And yet the deeper architecture of the school may remain largely unchanged.
Religion sits beside curriculum. Qurʾān sits beside assessment. Prayer sits beside school rhythm. Islamic values sit beside behaviour management. Spirituality sits beside career preparation. Islamic Studies sits beside the so-called “real subjects.” Mission statements sit beside market-driven metrics. Tawḥīd may be taught as a doctrinal proposition, while the school’s operating system quietly teaches fragmentation.
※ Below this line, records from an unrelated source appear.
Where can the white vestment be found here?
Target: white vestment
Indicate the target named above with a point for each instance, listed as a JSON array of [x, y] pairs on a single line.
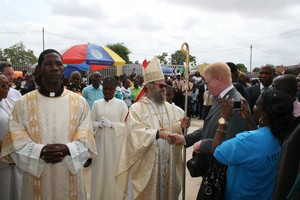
[[150, 168], [37, 120], [108, 141], [10, 175], [14, 94]]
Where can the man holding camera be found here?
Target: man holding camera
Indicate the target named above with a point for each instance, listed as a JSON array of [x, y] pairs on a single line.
[[218, 80]]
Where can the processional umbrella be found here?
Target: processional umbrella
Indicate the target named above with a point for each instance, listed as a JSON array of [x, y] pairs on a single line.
[[93, 57]]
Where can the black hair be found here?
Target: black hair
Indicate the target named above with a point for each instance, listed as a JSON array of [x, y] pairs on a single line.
[[232, 67], [45, 52], [110, 81], [4, 65], [279, 108]]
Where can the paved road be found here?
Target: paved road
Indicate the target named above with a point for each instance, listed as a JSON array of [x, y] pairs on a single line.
[[192, 184]]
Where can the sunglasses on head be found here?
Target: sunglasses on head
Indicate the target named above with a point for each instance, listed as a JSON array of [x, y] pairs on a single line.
[[4, 85], [161, 86]]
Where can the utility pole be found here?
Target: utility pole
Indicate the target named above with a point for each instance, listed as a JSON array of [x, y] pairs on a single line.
[[251, 58], [43, 31]]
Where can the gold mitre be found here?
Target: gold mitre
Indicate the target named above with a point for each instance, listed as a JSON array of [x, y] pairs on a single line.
[[153, 71]]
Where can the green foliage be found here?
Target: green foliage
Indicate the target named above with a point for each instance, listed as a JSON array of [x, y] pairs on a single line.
[[178, 59], [18, 55], [241, 67], [121, 50], [163, 57]]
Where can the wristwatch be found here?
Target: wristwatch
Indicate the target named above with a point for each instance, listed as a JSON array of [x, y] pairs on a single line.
[[222, 121]]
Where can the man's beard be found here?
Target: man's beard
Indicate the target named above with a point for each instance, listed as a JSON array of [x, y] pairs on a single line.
[[158, 97]]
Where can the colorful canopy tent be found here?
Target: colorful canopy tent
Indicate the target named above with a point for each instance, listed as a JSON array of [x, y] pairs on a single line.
[[91, 57]]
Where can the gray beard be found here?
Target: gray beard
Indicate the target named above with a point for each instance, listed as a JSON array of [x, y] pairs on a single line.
[[158, 98]]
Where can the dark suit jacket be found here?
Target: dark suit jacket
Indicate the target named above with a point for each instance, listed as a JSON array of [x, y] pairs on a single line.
[[254, 92], [289, 162], [207, 133]]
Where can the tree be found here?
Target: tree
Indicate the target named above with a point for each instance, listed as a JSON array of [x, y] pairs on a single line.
[[18, 56], [178, 59], [162, 58], [241, 67], [121, 50]]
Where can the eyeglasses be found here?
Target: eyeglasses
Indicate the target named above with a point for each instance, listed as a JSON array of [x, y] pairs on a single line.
[[4, 85], [161, 86]]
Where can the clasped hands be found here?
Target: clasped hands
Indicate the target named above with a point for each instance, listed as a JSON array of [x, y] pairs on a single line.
[[54, 153]]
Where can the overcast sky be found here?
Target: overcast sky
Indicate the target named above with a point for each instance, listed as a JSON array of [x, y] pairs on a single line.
[[216, 30]]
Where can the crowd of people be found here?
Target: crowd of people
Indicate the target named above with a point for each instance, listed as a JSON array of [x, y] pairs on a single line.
[[121, 137]]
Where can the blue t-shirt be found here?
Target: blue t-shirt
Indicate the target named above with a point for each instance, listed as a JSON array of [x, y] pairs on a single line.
[[91, 94], [252, 158]]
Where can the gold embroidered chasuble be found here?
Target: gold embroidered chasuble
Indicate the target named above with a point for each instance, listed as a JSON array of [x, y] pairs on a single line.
[[149, 168], [41, 120]]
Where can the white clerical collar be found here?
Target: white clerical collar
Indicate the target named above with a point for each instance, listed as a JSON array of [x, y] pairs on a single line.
[[222, 94]]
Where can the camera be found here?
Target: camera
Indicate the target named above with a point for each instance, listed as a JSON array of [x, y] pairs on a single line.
[[237, 105]]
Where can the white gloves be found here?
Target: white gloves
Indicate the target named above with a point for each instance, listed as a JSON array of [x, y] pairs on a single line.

The problem, then, is not always that Islamic schools lack Islamic elements. Many have them in abundance. The deeper problem is that these elements often do not govern the architecture. They decorate the school without reordering it. They adorn the timetable without transforming the telos. They create religious adjacency, not Qurʾānic coherence.
A school does not become Islamic merely by adding Islamic references to an otherwise conventional worldview. A verse added to a secular unit does not necessarily make the unit Qurʾānic. Islamic integration is not the addition of religious content to an unchanged architecture. It is the reordering of knowledge under Allah.
The Fragility of Religious Adjacency
Modern schooling, even when wrapped in religious vocabulary, often carries within it a set of powerful assumptions. It assumes, sometimes silently, that knowledge is primarily what can be examined; that success is what can be ranked; that intelligence is what can be compressed into one-dimensional metrics; that education is preparation for employability; that parents are customers; that teachers are delivery agents; that technology is innovation; that students are future market participants; and that the school’s public image is a proxy for its moral health.
Islamic schools are not immune to this. We may recite Qurʾān in the morning and still allow marks to become identity. We may pray in congregation and still structure the day around anxiety, haste, and competition. We may teach prophetic character and still discipline children through humiliation, fear, or mere compliance management. We may celebrate Islamic values and still reward the hidden curriculum of prestige, comparison, institutional image, and academic illusion.
This is the tragedy of a school that is Islamically furnished but not Islamically formed.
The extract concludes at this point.